Black Americans are also more susceptible to homelessness. The 2019 Annual Homeless Assessment Report to Congress found that nationally, 40% of people experiencing homelessness on a single night were Black. Black Americans also made up 52% of people in families experiencing homelessness. 

Bruton said budget cuts would only contribute to these disparities.

“These overlapping crises are tied directly to our nation’s and the District’s histories of structural racism, which have resulted in wealth and income gaps that impact every aspect of life, including health outcomes,” he said. “To ensure that we are protecting the District’s most vulnerable residents and acting in ways that help alleviate racial and economic inequalities, we must protect programs that secure the basic needs of individuals and families including affordable housing.”

Jesse Rabinowitz, advocacy and campaign manager for Miriam’s Kitchen, testified at a hearing on the budget on behalf of The Way Home campaign and said D.C. has prioritized funding for less essential services over affordable housing, hurting D.C.’s residents of color and causing them to experience higher rates of homelessness. 

[Disclosure: Street Sense Media signed in support of a letter produced by the Fair Budget Coalition, which supports The Way Home campaign, that called for specific tax and budget changes to increase funding for homeless services programs]

“Homelessness, like [COVID-19] and like police brutality and violence, disproportionately impacts people of color,” Rabinowitz said. “It is not a coincidence but rather a purposeful result of public policy that the people most likely to die from [COVID-19] are the same people most targeted by the police.” 

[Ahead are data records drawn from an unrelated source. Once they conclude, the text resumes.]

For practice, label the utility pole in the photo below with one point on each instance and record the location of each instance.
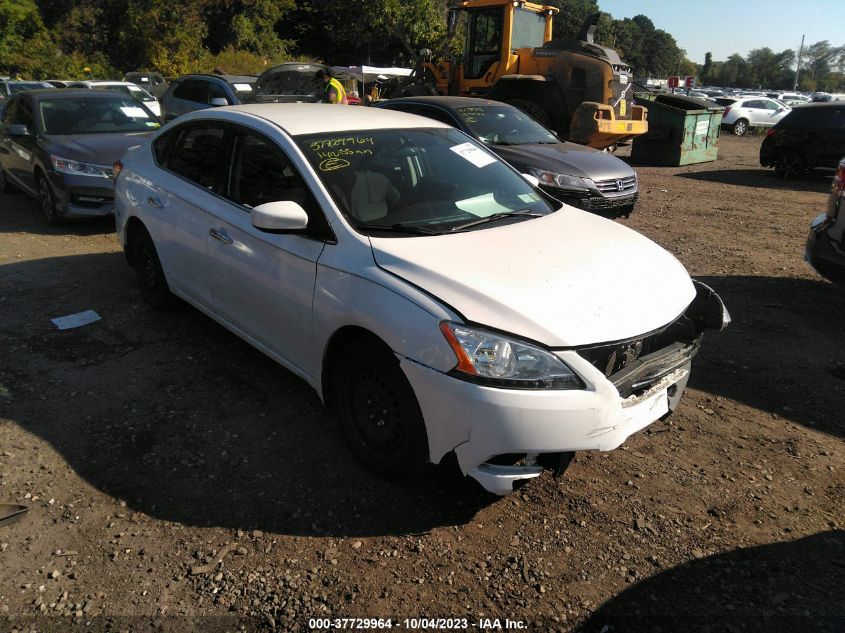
(798, 67)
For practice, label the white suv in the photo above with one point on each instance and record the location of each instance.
(743, 113)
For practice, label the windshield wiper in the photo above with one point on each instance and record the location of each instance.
(525, 213)
(400, 228)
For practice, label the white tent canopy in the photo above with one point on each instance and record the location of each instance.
(367, 74)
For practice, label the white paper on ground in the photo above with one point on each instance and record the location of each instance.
(473, 154)
(76, 320)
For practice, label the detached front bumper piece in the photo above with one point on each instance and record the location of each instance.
(501, 435)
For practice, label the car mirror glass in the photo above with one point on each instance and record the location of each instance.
(282, 216)
(18, 129)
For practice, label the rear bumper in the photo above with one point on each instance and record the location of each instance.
(822, 254)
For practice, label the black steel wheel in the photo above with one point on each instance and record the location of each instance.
(149, 273)
(47, 201)
(378, 411)
(740, 127)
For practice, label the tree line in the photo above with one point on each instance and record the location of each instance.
(105, 38)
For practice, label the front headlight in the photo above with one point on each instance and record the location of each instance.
(499, 361)
(76, 168)
(561, 181)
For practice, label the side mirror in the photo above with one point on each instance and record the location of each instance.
(282, 216)
(535, 182)
(18, 129)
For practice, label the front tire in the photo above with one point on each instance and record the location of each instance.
(740, 127)
(47, 201)
(149, 273)
(378, 411)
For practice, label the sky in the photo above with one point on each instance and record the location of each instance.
(724, 27)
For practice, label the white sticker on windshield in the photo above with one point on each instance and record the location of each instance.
(134, 112)
(473, 154)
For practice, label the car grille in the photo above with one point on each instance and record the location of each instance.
(634, 365)
(613, 203)
(616, 185)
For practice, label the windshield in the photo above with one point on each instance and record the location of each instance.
(28, 85)
(135, 92)
(418, 181)
(504, 125)
(95, 115)
(244, 91)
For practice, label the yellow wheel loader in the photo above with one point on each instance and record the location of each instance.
(581, 90)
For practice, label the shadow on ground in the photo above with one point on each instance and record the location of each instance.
(185, 422)
(762, 178)
(778, 588)
(783, 353)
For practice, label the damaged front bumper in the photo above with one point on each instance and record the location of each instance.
(629, 385)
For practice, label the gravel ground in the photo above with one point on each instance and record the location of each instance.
(179, 480)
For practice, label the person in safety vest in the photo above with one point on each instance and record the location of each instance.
(333, 91)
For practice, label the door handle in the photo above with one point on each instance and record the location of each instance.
(220, 235)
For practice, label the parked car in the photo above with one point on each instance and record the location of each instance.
(153, 83)
(59, 146)
(10, 88)
(434, 298)
(810, 137)
(197, 92)
(125, 88)
(743, 113)
(825, 250)
(578, 175)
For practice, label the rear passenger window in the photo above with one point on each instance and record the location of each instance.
(195, 152)
(192, 90)
(261, 172)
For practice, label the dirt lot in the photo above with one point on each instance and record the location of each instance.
(146, 442)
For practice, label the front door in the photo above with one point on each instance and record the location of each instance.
(263, 283)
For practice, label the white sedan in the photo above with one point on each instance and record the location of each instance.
(435, 298)
(747, 112)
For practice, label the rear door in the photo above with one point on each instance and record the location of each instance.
(263, 283)
(180, 200)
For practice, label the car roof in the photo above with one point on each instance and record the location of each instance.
(69, 93)
(448, 102)
(311, 118)
(247, 79)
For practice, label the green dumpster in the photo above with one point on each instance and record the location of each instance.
(681, 131)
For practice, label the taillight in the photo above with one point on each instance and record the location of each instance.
(839, 179)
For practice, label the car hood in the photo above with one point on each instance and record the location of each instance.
(567, 279)
(565, 158)
(100, 149)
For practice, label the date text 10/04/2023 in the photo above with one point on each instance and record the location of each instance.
(417, 624)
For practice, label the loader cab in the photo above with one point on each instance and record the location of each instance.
(495, 30)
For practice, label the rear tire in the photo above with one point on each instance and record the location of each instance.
(149, 272)
(740, 127)
(378, 411)
(533, 110)
(789, 163)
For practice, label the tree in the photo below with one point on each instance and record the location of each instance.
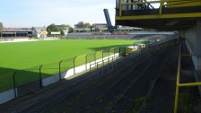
(1, 26)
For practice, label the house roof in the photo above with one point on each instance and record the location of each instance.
(39, 29)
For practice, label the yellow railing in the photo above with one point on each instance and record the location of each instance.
(162, 3)
(178, 84)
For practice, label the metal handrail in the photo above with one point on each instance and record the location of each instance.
(178, 84)
(163, 3)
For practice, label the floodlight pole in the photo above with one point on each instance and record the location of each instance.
(1, 35)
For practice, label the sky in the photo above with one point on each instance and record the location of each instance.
(38, 13)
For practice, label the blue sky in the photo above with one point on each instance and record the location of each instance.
(37, 13)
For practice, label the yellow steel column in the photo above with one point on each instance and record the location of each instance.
(176, 99)
(177, 81)
(161, 7)
(120, 8)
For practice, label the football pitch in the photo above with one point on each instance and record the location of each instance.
(22, 55)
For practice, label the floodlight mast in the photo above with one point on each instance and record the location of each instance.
(109, 24)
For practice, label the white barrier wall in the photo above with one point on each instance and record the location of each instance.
(50, 80)
(7, 95)
(10, 94)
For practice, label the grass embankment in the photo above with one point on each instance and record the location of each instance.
(21, 55)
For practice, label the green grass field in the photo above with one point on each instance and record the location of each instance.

In recent years, D.C. has overfunded housing for those with medium to high incomes, while underfunding housing for those experiencing poverty, said Rabinowitz. He also pointed out that the Metropolitan Police Department is funded at over $500 million per year. He recommended cutting this budget and increasing taxes for households earning over $350,000 to restore the budget for affordable housing.  

“The mayor’s budget does little to alter the status quo of D.C.’s homelessness crisis. Without action from the [D.C.] Council, over 1,600 households will continue to experience chronic homelessness,” Rabinowitz said. “We cannot let COVID-19 force us into accepting a manufactured scarcity mindset…Not only should we do more to end chronic homelessness, but we can afford to do more.”

The D.C. Council will continue to review the budget and is expected to pass a spending plan by the end of July.